Garcia enlisted Dominguez to drive the trailer, and met him the following morning. Alerted by Dycus, FBI special agents observed Dominguez pulling out of the UPRR yard with the stolen cargo in tow. Lopez and Garcia, who were waiting in a gold Lexus parked across the street, led Dominguez to a private warehouse, where they instructed Dominguez to back up to a loading dock. At the same time, three men drove up in a Camaro. According to Dominguez's statement to FBI agents, Garcia and Lopez told the men to stay in the car, park in the shade and wait.
Garcia told the probation office that all codefendants participated in planning the offense. The presentence report writer concluded that no role adjustment was warranted. Nonetheless, the district court concluded that Garcia was a leader, relying upon, "the totality of everything I know about this case," including Dominguez' postarrest statements as well as testimony of Borroto and Dycus offered at the trial of codefendant Lopez. Garcia argues that Dominguez's statements are unreliable because Dominguez is a liar and uses drugs. He argues further that Borroto's and Dycus's testimony is unreliable because Garcia was not allowed to cross examine them. We reject these arguments.

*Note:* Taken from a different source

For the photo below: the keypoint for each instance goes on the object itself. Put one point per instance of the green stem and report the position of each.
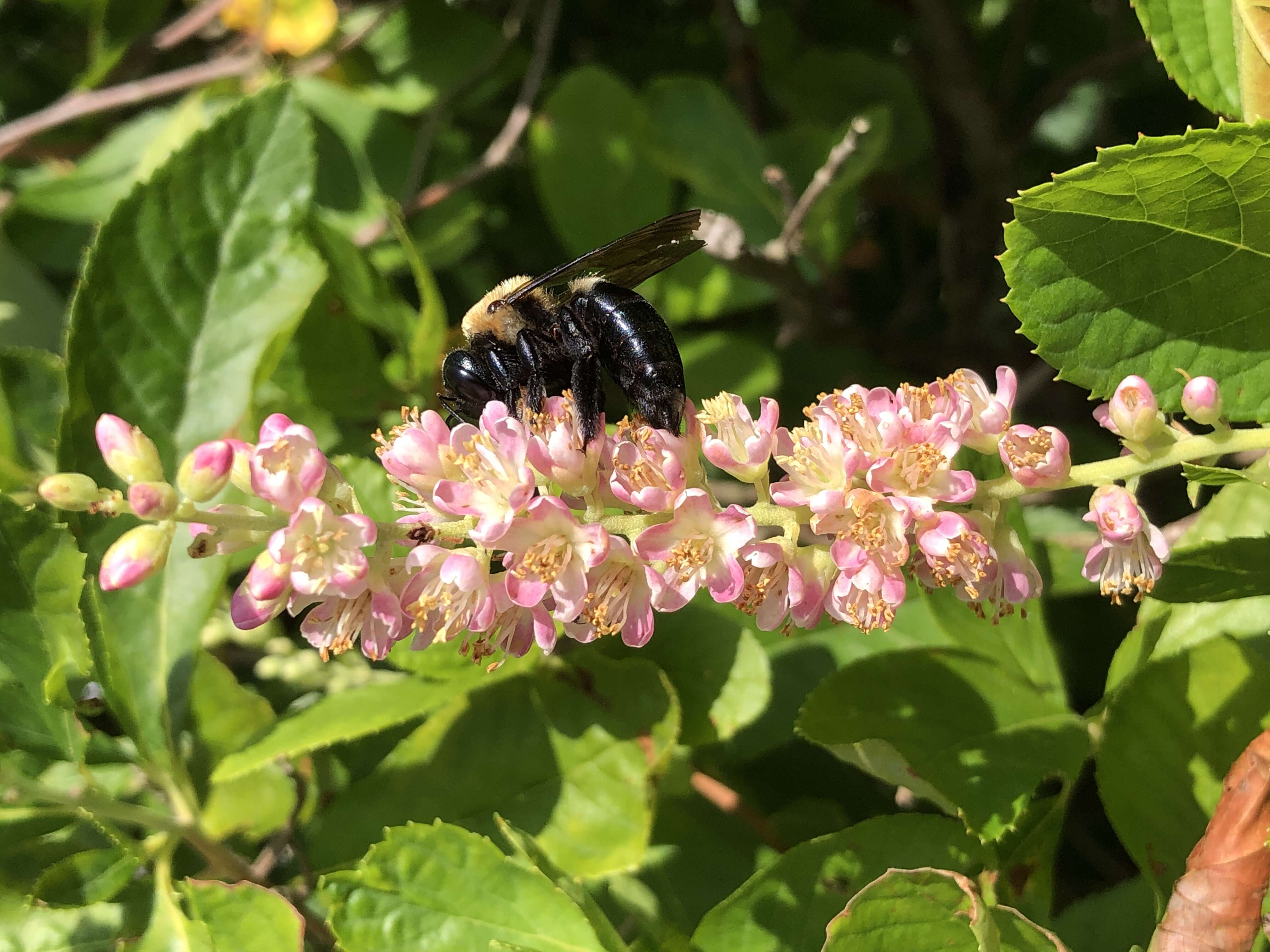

We have approved a district court's consideration of hearsay evidence at sentencing in the face of a Confrontation Clause challenge. See Petty, 982 F.2d at 1365. We therefore hold that sworn testimony is sufficiently reliable to support a sentencing adjustment. We further hold that Dominguez's statement was reliable, despite his personal problems, in light of the corroborating evidence that Garcia organized this offense. The district court did not abuse its discretion by considering this information, see id. at 1369, and we discern no clear error in its conclusion, see Roberts, 5 F.3d at 371.